Non è un grande spendaccione e non ha ripagato i suoi prestiti studenteschi, scegliendo invece di stanziare $ 11 al mese per servirli all’interno di un conto senza interessi. Ha conseguito una laurea in ingegneria aerospaziale e gli piace il calcolo infinitesimale. La sua concept di divertimento è una passeggiata nel parco con la moglie incinta, Claire, con cui sta dal liceo, e il loro figlio di due anni, Micah.

Solo otto anni fa, se avessi chiesto a Lee di immaginarsi come un atleta professionista, per non parlare di un mitigatore della MLB, ti avrebbe detto che period insondabile.

“Quando mi guardo intorno in questa stanza e cerco di essere all’altezza, molte volte non mi sento a mio agio”, cube Lee nel suo stand nella clubhouse di allenamento primaverile dei Toronto Blue Jays, dove si sta preparando a lanciare per i campioni in carica dell’American League dopo uno scambio fuori stagione dai Detroit Tigers.

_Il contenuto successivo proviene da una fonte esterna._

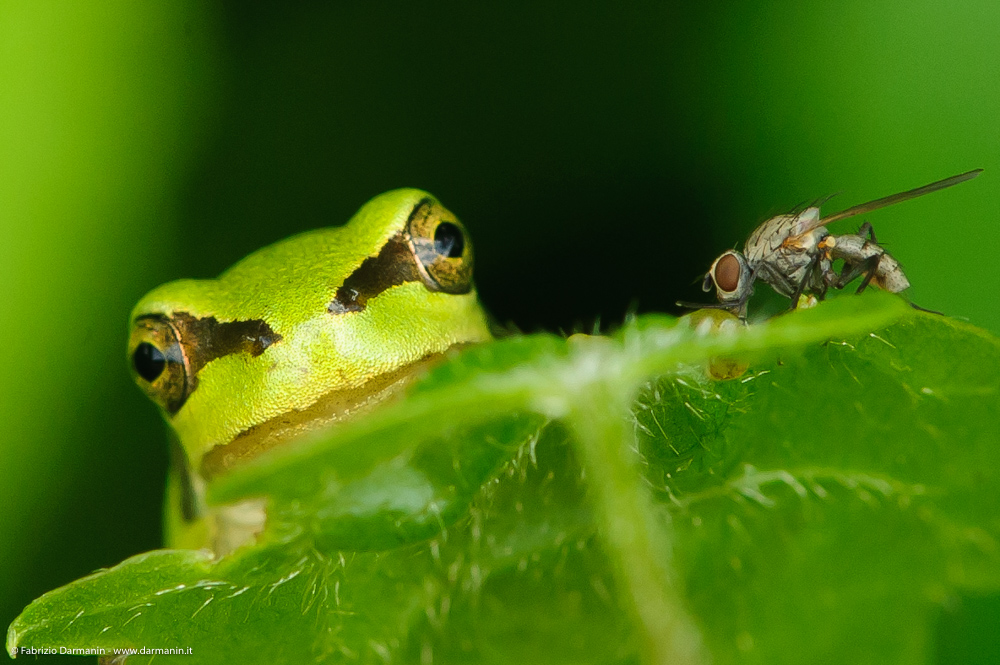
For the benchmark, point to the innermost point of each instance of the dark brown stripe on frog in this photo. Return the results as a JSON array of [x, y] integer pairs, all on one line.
[[203, 340], [394, 265]]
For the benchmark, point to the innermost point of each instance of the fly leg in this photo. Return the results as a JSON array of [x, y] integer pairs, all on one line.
[[853, 269], [808, 278], [867, 230]]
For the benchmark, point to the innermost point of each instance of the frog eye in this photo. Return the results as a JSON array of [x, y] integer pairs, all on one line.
[[442, 248], [158, 362]]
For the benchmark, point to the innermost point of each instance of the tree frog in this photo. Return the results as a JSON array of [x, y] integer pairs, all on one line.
[[314, 329]]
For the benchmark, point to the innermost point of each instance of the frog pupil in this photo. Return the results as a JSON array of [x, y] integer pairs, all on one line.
[[149, 361], [448, 240]]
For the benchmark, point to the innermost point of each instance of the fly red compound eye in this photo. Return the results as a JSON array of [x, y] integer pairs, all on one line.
[[727, 273]]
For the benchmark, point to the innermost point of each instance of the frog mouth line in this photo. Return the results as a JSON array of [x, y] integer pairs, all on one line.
[[335, 406]]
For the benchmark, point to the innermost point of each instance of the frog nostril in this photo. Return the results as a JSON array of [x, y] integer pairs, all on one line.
[[149, 361]]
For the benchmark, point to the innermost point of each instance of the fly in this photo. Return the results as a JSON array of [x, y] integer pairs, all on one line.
[[794, 254]]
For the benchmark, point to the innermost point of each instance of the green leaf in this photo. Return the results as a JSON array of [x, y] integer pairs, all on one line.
[[823, 507]]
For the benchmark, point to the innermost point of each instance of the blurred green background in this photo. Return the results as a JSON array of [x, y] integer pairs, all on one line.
[[601, 155]]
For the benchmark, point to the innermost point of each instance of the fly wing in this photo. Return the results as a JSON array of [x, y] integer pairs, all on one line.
[[897, 198], [772, 234]]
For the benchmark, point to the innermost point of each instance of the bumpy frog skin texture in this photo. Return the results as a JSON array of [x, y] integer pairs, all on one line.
[[309, 330]]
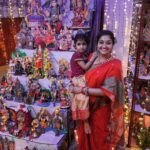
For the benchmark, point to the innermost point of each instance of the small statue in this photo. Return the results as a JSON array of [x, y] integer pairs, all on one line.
[[8, 94], [35, 131], [53, 13], [12, 122], [4, 119], [22, 128], [18, 68], [63, 66], [44, 119], [57, 122], [53, 90], [52, 73], [28, 68], [29, 40]]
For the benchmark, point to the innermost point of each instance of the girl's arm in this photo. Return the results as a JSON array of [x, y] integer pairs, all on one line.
[[87, 91]]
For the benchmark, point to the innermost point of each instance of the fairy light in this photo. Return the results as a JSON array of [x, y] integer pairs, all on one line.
[[3, 40], [20, 10]]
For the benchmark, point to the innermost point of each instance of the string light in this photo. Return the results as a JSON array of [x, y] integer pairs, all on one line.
[[3, 40], [119, 22]]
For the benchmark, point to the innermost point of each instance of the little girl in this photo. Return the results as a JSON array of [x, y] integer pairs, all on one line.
[[79, 64]]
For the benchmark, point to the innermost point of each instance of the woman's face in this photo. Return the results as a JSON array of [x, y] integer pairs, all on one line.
[[81, 45], [105, 45]]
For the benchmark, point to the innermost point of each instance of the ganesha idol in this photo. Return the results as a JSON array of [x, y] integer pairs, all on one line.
[[34, 19]]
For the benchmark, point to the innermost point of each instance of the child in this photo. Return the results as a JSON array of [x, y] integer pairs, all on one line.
[[79, 64]]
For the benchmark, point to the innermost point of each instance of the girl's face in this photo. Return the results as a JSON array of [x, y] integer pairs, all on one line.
[[105, 45], [81, 45]]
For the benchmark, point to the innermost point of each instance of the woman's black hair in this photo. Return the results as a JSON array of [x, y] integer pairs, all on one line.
[[80, 36], [106, 32]]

“Per quanto riguarda le competenze, mi sento come se fossi lì. So di poter presentare. Ma è come, ‘Cavolo, qualche anno fa stavo facendo calcoli senza nemmeno pensarci. Come sono finito qui?'”

Beh, è ​​una storia divertente. Lee è cresciuto sognando di giocare a baseball per l’Alabama, la sua amata squadra del faculty. Ma quando period un liceale di 130 libbre che lavorava al drive-through al Chick-fil-A e interpretava un interbase così così, solo una scuola: Div. III Covenant School di Chattanooga – gli ha fatto un’offerta per giocare a baseball. Quindi, ha scelto la cosa migliore: frequentare l’Alabama con una borsa di studio accademica.

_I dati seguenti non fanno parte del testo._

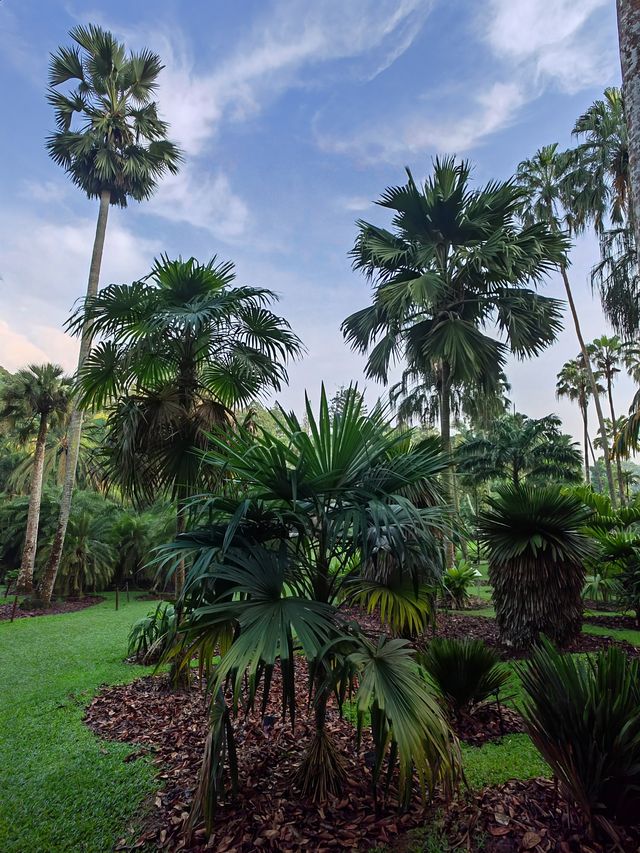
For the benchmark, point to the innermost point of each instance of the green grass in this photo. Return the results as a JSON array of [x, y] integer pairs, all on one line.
[[62, 789]]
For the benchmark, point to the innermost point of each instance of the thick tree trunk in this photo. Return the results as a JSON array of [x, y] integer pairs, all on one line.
[[615, 436], [445, 436], [629, 40], [593, 383], [75, 422], [25, 578]]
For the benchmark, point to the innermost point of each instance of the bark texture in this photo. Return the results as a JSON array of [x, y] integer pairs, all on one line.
[[75, 422], [25, 578]]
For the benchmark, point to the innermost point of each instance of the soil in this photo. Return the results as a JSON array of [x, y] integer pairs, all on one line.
[[69, 605]]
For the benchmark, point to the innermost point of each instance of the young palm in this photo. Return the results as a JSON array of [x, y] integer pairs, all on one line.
[[575, 384], [550, 197], [607, 354], [348, 504], [457, 265], [519, 448], [113, 145], [39, 393], [179, 351]]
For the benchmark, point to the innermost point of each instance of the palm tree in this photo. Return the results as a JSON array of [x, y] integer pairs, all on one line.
[[574, 383], [38, 393], [113, 145], [548, 184], [607, 354], [519, 448], [348, 506], [629, 38], [455, 266], [179, 351], [537, 548]]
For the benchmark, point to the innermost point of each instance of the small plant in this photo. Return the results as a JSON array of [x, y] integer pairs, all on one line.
[[456, 582], [465, 673], [151, 636], [583, 717]]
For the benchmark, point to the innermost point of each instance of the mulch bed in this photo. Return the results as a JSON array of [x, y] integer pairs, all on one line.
[[520, 816], [67, 606], [618, 622], [268, 813]]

Ora, Lee non ha studiato ingegneria aerospaziale perché voleva progettare modelli ed eseguire codice per la Boeing. Si è iscritto perché la mentalità notevolmente pragmatica di un diciottenne – “debiti cattivi, soldi meglio”, lo descrive – lo ha portato a ricercare i lavori più pagati della società americana, che ha prodotto diversi titoli con la parola “ingegnere” associata. Anche molti dottori, ma lui non amava la biologia. Calcolo, gli piaceva. E “aerospaziale” suonava semplicemente fantastico.

Aveva da tempo fatto i conti con la superb dei suoi giorni da giocatore di baseball quando mise piede per la prima volta nel campus nell’agosto 2017, finché i suoi genitori non gli parlarono delle show universitarie aperte dell’Alabama il mese successivo. La sua prima aspirazione period indossare un’uniforme dei Crimson Tide, gli dissero. Si stava davvero rendendo giustizia se almeno non si fosse presentato per provarci?

“Praticamente mi hanno costretto advert andare. Ho pensato, ‘Cosa sto facendo? Non potrei nemmeno formare una squadra universitaria. Vuoi che vada e mi metta in imbarazzo?'” Ricorda Lee. “Ma ci sono andato. Non ce l’ho fatta.”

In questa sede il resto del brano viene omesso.